Caín y Abel


Se querían. Entre ellos existía una complicidad y camaradería como en ninguno de los otros cuatro hermanos.

Nacidos en el seno de una familia católica de clase media trabajadora, Caín, el tercero, trece meses mayor que Abel, ya desde muy pequeño profesaba un notable cariño hacia su hermano que pronto le fue correspondido. Los años de la dictadura franquista acababan de terminar. España se preparaba para comenzar un nuevo rumbo cimentado en la concordia y la unidad, de ahí que la profunda relación fraternal de admiración y afecto del uno hacia el otro se interpretara como una metáfora, como un buen augurio de los alegres tiempos que anunciaba la recién estrenada democracia.

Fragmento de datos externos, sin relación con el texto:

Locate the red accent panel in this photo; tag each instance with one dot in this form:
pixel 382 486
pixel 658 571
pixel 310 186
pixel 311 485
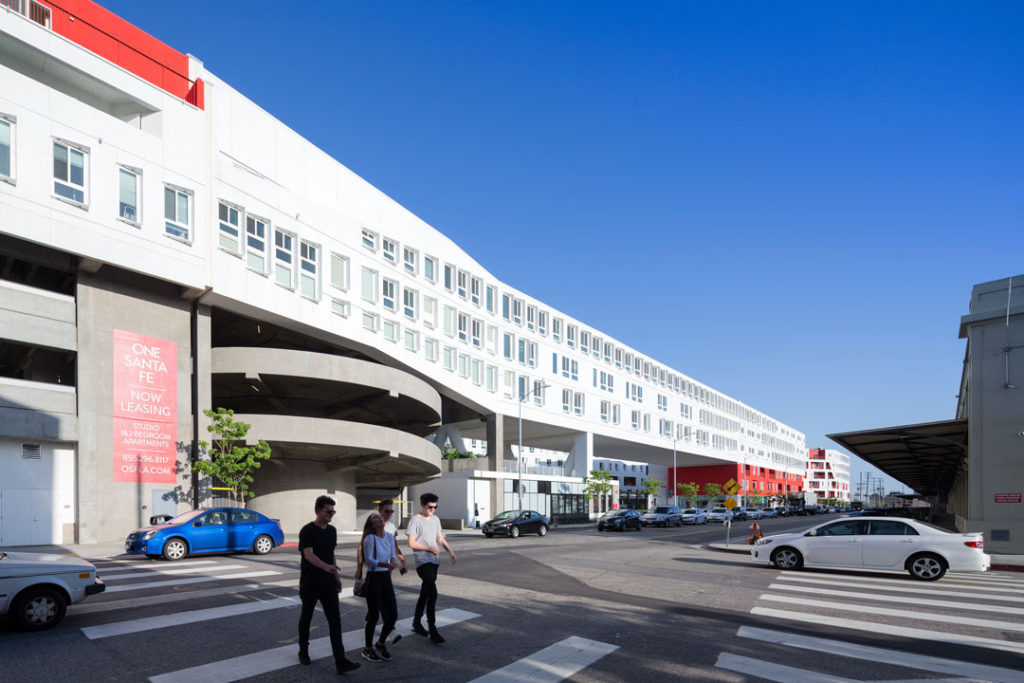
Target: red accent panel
pixel 102 32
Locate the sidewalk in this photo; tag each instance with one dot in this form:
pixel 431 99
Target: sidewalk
pixel 999 562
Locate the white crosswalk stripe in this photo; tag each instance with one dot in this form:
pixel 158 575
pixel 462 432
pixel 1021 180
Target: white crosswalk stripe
pixel 256 664
pixel 552 664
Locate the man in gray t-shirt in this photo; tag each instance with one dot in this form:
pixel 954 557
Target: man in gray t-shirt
pixel 426 540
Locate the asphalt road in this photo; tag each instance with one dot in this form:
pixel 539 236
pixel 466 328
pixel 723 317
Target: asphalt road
pixel 579 604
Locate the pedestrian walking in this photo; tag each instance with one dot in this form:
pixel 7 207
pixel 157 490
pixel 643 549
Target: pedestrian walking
pixel 426 540
pixel 320 581
pixel 380 558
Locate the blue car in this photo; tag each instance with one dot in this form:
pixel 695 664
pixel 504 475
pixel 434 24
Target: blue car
pixel 207 530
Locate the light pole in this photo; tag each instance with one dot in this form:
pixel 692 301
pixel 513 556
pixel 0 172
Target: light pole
pixel 522 397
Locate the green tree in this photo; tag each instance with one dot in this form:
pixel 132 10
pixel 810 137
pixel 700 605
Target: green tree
pixel 714 492
pixel 231 462
pixel 687 491
pixel 597 484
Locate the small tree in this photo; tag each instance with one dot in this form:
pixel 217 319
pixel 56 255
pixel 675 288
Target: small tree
pixel 688 492
pixel 714 492
pixel 230 463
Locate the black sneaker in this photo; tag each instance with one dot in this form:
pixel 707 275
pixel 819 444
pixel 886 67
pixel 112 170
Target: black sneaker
pixel 346 666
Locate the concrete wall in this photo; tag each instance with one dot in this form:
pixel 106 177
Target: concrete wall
pixel 995 413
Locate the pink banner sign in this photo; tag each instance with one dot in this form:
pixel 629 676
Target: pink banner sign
pixel 145 409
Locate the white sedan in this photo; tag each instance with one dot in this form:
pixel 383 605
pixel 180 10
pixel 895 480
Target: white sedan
pixel 36 589
pixel 876 543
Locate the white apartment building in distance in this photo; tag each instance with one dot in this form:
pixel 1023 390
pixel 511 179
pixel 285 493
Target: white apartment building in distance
pixel 827 474
pixel 167 246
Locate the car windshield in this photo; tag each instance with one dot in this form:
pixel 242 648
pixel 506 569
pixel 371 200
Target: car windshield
pixel 185 516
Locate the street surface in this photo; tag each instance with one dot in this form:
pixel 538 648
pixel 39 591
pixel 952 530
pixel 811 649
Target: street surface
pixel 577 604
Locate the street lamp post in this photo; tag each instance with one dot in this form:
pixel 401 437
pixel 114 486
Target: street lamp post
pixel 522 397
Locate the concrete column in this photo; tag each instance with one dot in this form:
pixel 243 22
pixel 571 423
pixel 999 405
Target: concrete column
pixel 581 460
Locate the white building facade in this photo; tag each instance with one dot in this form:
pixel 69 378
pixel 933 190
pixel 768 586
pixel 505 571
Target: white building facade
pixel 166 246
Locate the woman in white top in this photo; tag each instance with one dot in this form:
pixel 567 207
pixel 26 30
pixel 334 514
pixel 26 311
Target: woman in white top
pixel 379 558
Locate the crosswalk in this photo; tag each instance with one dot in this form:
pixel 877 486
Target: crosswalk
pixel 990 607
pixel 182 593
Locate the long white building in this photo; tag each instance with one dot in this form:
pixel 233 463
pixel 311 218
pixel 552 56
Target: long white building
pixel 167 246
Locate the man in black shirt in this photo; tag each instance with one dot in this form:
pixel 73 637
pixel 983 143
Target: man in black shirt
pixel 320 581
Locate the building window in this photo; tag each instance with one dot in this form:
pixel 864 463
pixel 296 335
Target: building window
pixel 369 285
pixel 284 258
pixel 7 164
pixel 390 249
pixel 339 271
pixel 370 240
pixel 70 171
pixel 308 282
pixel 177 212
pixel 256 244
pixel 129 180
pixel 229 219
pixel 409 306
pixel 410 259
pixel 339 307
pixel 430 268
pixel 389 295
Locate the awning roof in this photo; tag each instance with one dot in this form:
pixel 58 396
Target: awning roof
pixel 926 457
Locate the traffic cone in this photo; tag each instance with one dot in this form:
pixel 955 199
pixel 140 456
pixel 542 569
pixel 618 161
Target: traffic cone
pixel 755 534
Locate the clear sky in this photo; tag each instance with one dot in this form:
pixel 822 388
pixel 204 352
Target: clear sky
pixel 787 201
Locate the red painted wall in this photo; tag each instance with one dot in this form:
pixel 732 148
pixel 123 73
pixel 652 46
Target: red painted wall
pixel 102 32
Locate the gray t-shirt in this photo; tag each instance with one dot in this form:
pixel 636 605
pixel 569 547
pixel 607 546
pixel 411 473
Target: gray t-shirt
pixel 426 531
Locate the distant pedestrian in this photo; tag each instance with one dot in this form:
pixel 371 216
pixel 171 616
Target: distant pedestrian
pixel 320 582
pixel 426 540
pixel 379 556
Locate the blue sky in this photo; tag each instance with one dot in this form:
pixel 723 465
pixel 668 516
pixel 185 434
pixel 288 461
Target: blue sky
pixel 788 201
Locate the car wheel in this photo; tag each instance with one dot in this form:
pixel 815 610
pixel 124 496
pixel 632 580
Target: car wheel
pixel 175 549
pixel 39 608
pixel 926 567
pixel 262 545
pixel 787 558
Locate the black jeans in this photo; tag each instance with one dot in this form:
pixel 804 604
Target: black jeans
pixel 326 593
pixel 380 603
pixel 428 593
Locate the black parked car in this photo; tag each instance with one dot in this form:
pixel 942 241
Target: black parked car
pixel 515 523
pixel 621 520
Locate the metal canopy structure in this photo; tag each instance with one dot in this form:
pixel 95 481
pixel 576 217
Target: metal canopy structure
pixel 926 457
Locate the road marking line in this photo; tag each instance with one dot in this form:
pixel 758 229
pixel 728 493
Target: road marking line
pixel 553 664
pixel 114 605
pixel 170 572
pixel 904 632
pixel 972 606
pixel 184 582
pixel 907 589
pixel 921 662
pixel 275 658
pixel 871 609
pixel 178 619
pixel 773 672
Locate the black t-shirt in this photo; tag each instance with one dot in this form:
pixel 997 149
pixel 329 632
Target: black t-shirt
pixel 323 542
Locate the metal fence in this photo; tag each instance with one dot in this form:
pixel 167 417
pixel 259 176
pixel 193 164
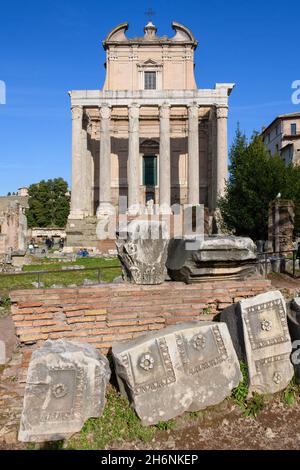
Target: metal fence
pixel 280 261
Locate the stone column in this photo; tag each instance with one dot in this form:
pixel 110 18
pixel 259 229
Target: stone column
pixel 89 166
pixel 76 191
pixel 105 162
pixel 164 160
pixel 133 172
pixel 193 155
pixel 222 150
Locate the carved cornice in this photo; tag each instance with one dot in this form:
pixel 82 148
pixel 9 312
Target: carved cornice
pixel 222 112
pixel 77 112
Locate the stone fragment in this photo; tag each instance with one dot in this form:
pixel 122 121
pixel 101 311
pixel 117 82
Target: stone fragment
pixel 259 331
pixel 65 386
pixel 185 367
pixel 2 353
pixel 221 257
pixel 293 315
pixel 144 251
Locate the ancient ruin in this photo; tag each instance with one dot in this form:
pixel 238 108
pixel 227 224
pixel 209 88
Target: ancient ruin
pixel 186 367
pixel 65 386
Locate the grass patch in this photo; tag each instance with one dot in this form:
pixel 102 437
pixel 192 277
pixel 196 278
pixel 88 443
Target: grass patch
pixel 250 407
pixel 118 422
pixel 65 277
pixel 291 393
pixel 166 425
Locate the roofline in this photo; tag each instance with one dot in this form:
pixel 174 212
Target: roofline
pixel 278 118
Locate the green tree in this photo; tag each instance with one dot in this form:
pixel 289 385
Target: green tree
pixel 255 180
pixel 49 204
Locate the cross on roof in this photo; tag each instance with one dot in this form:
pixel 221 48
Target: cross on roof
pixel 149 12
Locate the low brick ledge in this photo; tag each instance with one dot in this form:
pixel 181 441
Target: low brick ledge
pixel 107 313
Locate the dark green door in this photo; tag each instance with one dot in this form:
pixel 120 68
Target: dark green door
pixel 150 170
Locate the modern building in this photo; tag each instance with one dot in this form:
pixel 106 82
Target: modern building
pixel 282 137
pixel 149 134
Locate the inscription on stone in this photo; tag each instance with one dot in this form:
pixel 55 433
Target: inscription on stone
pixel 259 331
pixel 185 367
pixel 65 386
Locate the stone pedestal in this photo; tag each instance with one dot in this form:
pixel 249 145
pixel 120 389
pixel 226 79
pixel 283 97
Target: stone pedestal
pixel 193 155
pixel 281 225
pixel 197 259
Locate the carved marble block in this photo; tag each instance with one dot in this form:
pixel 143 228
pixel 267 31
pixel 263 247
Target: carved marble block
pixel 2 353
pixel 185 367
pixel 219 257
pixel 293 313
pixel 258 327
pixel 65 386
pixel 143 252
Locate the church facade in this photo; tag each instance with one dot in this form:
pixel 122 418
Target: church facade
pixel 150 134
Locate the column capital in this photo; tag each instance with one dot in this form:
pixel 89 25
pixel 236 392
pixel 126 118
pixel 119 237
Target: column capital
pixel 105 111
pixel 133 110
pixel 193 109
pixel 222 112
pixel 164 110
pixel 77 112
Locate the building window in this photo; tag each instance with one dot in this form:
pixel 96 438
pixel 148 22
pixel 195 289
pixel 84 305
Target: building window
pixel 150 170
pixel 150 80
pixel 293 128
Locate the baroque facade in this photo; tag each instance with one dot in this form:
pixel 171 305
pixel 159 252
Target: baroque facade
pixel 150 134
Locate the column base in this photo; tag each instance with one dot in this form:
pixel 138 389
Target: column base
pixel 134 210
pixel 105 209
pixel 164 209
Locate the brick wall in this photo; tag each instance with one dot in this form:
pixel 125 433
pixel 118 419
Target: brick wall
pixel 108 313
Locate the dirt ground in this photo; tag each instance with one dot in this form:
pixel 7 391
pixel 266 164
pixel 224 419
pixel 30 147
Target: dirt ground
pixel 276 428
pixel 224 427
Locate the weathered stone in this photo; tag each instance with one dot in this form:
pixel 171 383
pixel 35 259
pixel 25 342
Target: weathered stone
pixel 293 315
pixel 144 251
pixel 259 331
pixel 2 353
pixel 224 257
pixel 185 367
pixel 65 386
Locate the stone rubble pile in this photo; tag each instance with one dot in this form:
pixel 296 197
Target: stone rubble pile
pixel 184 367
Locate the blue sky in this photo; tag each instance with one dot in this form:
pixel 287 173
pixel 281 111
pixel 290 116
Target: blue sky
pixel 48 47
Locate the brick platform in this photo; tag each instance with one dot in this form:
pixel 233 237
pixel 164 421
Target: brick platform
pixel 108 313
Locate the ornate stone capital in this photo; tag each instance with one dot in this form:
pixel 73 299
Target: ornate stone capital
pixel 134 111
pixel 193 110
pixel 164 111
pixel 77 112
pixel 222 112
pixel 105 111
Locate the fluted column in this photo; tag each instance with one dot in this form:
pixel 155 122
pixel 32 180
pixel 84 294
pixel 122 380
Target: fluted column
pixel 89 168
pixel 164 160
pixel 193 155
pixel 76 191
pixel 222 150
pixel 133 158
pixel 105 162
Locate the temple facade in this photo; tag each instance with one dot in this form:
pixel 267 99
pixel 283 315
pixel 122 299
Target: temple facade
pixel 149 134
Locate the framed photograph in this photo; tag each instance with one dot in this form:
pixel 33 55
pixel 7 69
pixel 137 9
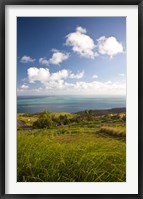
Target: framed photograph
pixel 71 99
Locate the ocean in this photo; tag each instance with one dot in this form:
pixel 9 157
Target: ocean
pixel 72 104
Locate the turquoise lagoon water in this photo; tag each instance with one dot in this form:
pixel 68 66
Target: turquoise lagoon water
pixel 34 104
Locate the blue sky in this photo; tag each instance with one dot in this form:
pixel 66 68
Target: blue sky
pixel 71 55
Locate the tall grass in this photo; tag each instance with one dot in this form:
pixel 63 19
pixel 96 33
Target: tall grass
pixel 114 131
pixel 46 156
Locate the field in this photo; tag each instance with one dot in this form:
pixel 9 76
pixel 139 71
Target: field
pixel 64 147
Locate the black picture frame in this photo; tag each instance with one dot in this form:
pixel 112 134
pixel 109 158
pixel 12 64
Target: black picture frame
pixel 3 3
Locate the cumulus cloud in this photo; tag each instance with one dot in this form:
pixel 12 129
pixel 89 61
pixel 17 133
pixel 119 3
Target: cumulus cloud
pixel 79 75
pixel 43 61
pixel 122 75
pixel 43 75
pixel 109 46
pixel 81 43
pixel 95 76
pixel 24 86
pixel 26 59
pixel 56 59
pixel 38 74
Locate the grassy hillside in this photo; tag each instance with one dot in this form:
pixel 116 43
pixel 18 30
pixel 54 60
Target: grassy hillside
pixel 71 148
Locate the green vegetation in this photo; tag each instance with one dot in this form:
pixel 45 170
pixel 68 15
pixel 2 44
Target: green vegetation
pixel 64 147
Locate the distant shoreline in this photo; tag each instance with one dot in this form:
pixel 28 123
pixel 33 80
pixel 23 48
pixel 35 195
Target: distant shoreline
pixel 96 112
pixel 105 111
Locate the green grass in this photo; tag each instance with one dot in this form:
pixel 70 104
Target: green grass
pixel 70 154
pixel 118 131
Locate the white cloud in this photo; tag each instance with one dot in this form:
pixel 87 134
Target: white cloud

Como si de las dos caras opuestas de una misma moneda se tratara, la genética dotó a Caín y Abel de atributos diametralmente contrarios. Es decir, si el mayor era bajo, delgado, nervudo y vigoroso, el menor alto, grueso y enfermizo. Si el primero mostraba un carácter descarado, sagaz y bromista, el segundo dulce, tranquilo y meticuloso.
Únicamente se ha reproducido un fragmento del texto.